少なくとも、夫は、私や自分自身に対しては誠実ではない。
自分の弱さを認めることはしないし、脳の機能の違いによって生じる行き違いによって起きる不都合は、すべて自分以外に原因を求める。そういう姿勢を、果たして誠実と呼べるのだろうか?

アスペルガーの人の配偶者や子どもに対してよく言われることに、
「アスペルガーの人ができないことをやれというのは、目の見えない人に見ろ、耳の聞こえない人に聞け、足の悪い人に走れと言うようなもの」
という言葉がある。

子どもについては、その言葉はもっともだと思う。でも、大人の場合は?もちろん、理屈としては、その通りだと思う。できないことは、手伝う。譲る。そんなのは人間として当たり前のことだ。

でも。
三度目の、でも。

目の見えない人が、「自分は見えている」と言い張るだろうか。「目の悪い私が見えていないと言うのは、お前のほうがおかしい」と言うだろうか?見える人に手を貸す、あるいは見えない世界を共有するのが当然として、感謝することはないのだろうか?手を貸さない人

見えない世界を理解しようとしてもできない人を、バカにしておかしい人扱いをするのだろうか?

しないと思う。

健常者同士であっても、得意不得意があり、お互いに助け合い、譲り合い生きている。そういうときには、その時々に感謝しあい、労いの気持ちを持って接する。

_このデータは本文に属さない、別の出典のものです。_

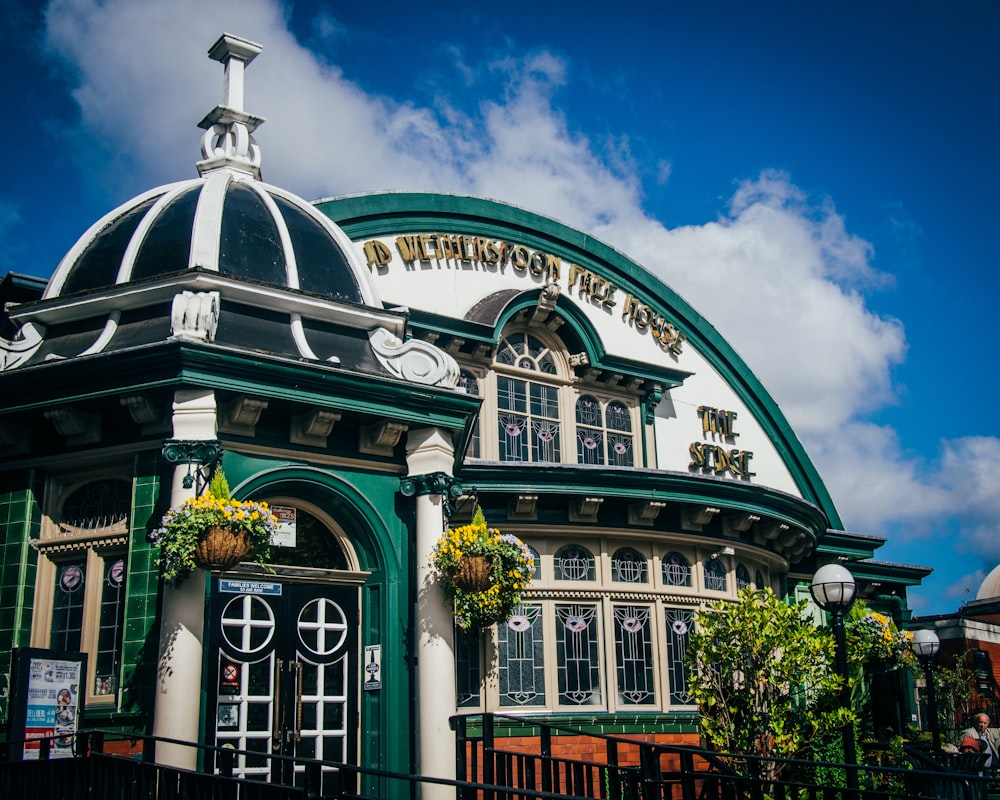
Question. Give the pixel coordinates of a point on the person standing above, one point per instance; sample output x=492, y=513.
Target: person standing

でも(4どめのでも)、夫は違う。自分のルールに合わないことをする人間は、ことごとくバカにする。見下す。私など、娘を妊娠してからの5年余り、何度、
「(頭が)おかしいんじゃないの?」
と言われたことか。

どっちがおかしい、とかじゃなく、どうしたら、お互いに気持ちよく過ごせるか、考えたいのに、夫は自分が気持ちよければ、万事平和だと信じているのだ。それは、夫をアスペルガーと推定した今、「自分さえよければいい」という自己中心的な考えから来るものではないと、頭ではわかっている。

それでも、夫の知識と私の知識にズレがあったときなど、
「そんなこともわからないの?何も知らないんだね」
と言われる(事実としては、私の知識が正確なことが多い)ようなことが、全ての状況で続くとしたら。
いや、続くのだから。

私は何を拠り所として、自尊感情を保てばいいのだろうか。
posted by プルーン at 15:39| Comment(0) | TrackBack(0) | 大人のアスベルガー | このブログの読者になる | 更新情報をチェックする

2012年02月26日

夫もアスベルガー症候群?

かなり前、「片付けられない女たち」という本が流行ったとき、自分がADHDや、大人の発達障害なのかもしれないと思ったこともあって、発達障害については、妊娠前から、わりと知識があった。

片づけられない女たち [単行本] / サリ ソルデン (著); ニキ リンコ (翻訳); WAVE出版 (刊)

それもあって、娘のAmiの言動にも疑問を持ったわけだけれど、はっきりアスペルガー症候群に的を絞って勉強すると、新しい発見がたくさんあった。

その一つが、夫もアスペルガー症候群である可能性があるということ。

夫婦二人で過ごして14年余り。二人だけというのは実に気楽なもので、夫の行動が多少、変わっていても、合わせられることは合わせ、合わなければ別行動、もしくは私が一方的に怒りまくっておしまい、で済んでいて、まるで気づかなかった。

それが、妊娠、出産となると、どうしても二人で歩調を合わせたくなるものだし、そうするのが当然だと私は思っていた。でも、夫はそうは思わなかったようだ。自分の生活パターンは一切、変えることはなく、自分の思い込みに従った娘への接し方をし続け、生活パターンを無視し、私を混乱させた。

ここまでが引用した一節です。